Las estimaciones sobre la duración de la guerra varían dentro de la propia administración estadounidense. El presidente Donald Trump ha señalado que el conflicto podría extenderse entre cuatro y cinco semanas, aunque ha afirmado que Estados Unidos está preparado para continuar “mucho más tiempo” si es necesario.
Por su parte, el secretario de Defensa, Pete Hegseth, indicó en una rueda de prensa en el Pentágono que la guerra podría prolongarse hasta ocho semanas. Si se mantiene el coste estimado de 1.000 millones de dólares diarios, el gasto directo alcanzaría unos 56.000 millones de dólares en ese periodo.
Sin embargo, otros escenarios contemplan una duración mayor. Según una notificación del Comando Central de Estados Unidos citada por medios estadounidenses, la guerra podría alargarse hasta septiembre. En ese caso, el gasto militar directo superaría los 215.000 millones de dólares, de acuerdo con cálculos del propio Pentágono.
Impacto económico más amplio
El economista Kent Smetters, director del Modelo Presupuestario de Penn Wharton, advierte en una entrevista con el Daily Beast de que el impacto podría ser todavía mayor si se tienen en cuenta los efectos indirectos del conflicto.
Según sus cálculos, los costes presupuestarios directos para los contribuyentes estadounidenses podrían alcanzar 65.000 millones de dólares, una cifra que subiría hasta 95.000 millones si la guerra dura más de dos meses.

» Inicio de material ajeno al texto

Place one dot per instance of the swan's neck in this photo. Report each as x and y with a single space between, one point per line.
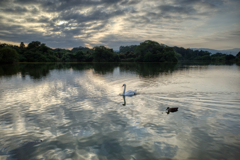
124 90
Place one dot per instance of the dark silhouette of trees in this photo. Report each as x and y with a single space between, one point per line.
8 55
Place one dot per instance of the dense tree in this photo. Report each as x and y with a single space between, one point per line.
238 55
124 49
8 55
230 57
22 45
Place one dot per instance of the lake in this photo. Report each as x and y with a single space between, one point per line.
77 110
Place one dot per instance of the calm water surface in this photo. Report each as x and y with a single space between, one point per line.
77 110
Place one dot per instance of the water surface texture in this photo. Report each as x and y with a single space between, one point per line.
78 112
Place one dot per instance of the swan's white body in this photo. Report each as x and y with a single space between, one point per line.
128 93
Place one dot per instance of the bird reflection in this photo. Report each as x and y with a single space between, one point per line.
173 109
124 104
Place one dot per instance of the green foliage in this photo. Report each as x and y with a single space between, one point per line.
8 55
103 54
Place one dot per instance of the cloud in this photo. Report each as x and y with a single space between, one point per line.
98 21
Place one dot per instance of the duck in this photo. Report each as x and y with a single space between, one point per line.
128 93
173 109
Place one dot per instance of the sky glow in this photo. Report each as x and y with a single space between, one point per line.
71 23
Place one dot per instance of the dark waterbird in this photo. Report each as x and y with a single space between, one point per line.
173 109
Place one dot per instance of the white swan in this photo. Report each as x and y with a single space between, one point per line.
128 93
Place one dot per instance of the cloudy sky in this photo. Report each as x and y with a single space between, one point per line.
71 23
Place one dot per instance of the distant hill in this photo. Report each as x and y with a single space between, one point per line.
213 51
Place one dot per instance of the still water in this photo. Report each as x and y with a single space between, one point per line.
77 111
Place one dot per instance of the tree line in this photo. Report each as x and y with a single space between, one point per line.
147 51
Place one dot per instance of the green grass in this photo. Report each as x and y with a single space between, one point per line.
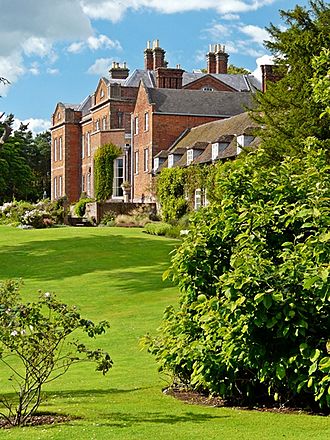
115 274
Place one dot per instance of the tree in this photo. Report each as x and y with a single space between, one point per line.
287 109
103 170
36 346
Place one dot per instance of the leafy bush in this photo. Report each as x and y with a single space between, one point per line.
34 346
253 273
158 228
39 215
80 206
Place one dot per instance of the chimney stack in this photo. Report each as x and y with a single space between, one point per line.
118 72
148 57
211 64
221 58
158 55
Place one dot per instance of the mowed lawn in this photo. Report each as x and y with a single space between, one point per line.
115 274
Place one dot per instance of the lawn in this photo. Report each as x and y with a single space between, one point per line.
115 274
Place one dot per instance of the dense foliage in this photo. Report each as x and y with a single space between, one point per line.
103 170
24 165
288 110
253 274
36 349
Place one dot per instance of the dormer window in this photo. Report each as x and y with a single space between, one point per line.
215 150
190 156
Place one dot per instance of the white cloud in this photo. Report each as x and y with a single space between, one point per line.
263 60
100 67
114 10
256 33
52 71
94 43
34 125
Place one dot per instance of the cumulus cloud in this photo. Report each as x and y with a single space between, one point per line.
94 43
114 10
100 67
256 33
34 124
263 60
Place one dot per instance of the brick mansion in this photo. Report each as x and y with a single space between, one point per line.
152 114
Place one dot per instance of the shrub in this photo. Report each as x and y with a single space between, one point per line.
80 206
158 228
34 346
253 273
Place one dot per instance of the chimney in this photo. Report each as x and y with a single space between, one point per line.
169 78
118 71
211 64
148 57
269 73
221 59
159 55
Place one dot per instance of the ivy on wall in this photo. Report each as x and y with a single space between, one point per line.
103 170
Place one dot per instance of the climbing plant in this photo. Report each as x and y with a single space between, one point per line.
103 170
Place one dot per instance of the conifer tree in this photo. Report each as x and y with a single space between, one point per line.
287 109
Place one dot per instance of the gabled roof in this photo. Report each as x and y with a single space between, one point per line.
239 82
198 102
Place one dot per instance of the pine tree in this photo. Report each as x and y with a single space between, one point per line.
287 110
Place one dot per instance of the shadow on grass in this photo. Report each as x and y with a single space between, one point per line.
135 264
126 420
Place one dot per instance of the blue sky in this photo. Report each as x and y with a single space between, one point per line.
55 51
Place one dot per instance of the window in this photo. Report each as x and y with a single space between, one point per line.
120 119
60 150
60 186
55 149
190 156
215 150
136 125
55 188
88 184
156 163
88 143
83 146
146 121
198 199
118 177
146 159
136 162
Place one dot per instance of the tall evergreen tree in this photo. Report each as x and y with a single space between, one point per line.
287 109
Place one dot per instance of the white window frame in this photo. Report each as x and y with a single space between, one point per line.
60 148
55 150
215 150
190 156
198 199
60 186
146 160
146 121
88 143
136 162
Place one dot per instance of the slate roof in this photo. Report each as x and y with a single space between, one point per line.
198 102
240 82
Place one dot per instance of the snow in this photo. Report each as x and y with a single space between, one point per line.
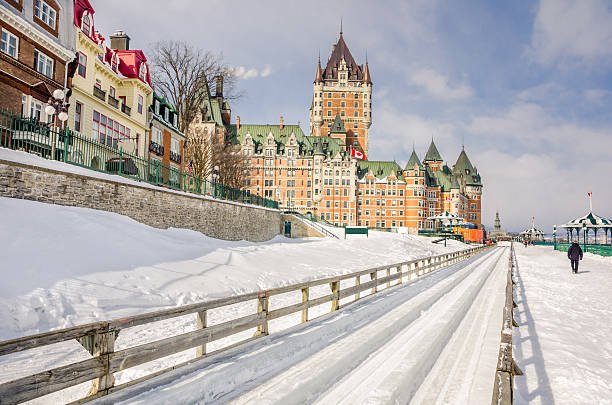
29 159
563 341
66 266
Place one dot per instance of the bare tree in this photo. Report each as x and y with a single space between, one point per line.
183 74
206 151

A esto habría que sumar 115.000 millones de dólares en pérdidas económicas adicionales, provocadas por factores como el aumento del precio de la energía, las interrupciones comerciales o la inestabilidad financiera. En conjunto, la factura total podría llegar a 210.000 millones de dólares.
Incluso antes del inicio de los bombardeos, el despliegue militar previo ya había supuesto un gasto importante. El Pentágono había reposicionado más de una docena de buques de guerra y más de 100 aviones en Oriente Medio, una operación que costó aproximadamente 630 millones de dólares, según la exresponsable presupuestaria del Departamento de Defensa Elaine McCusker.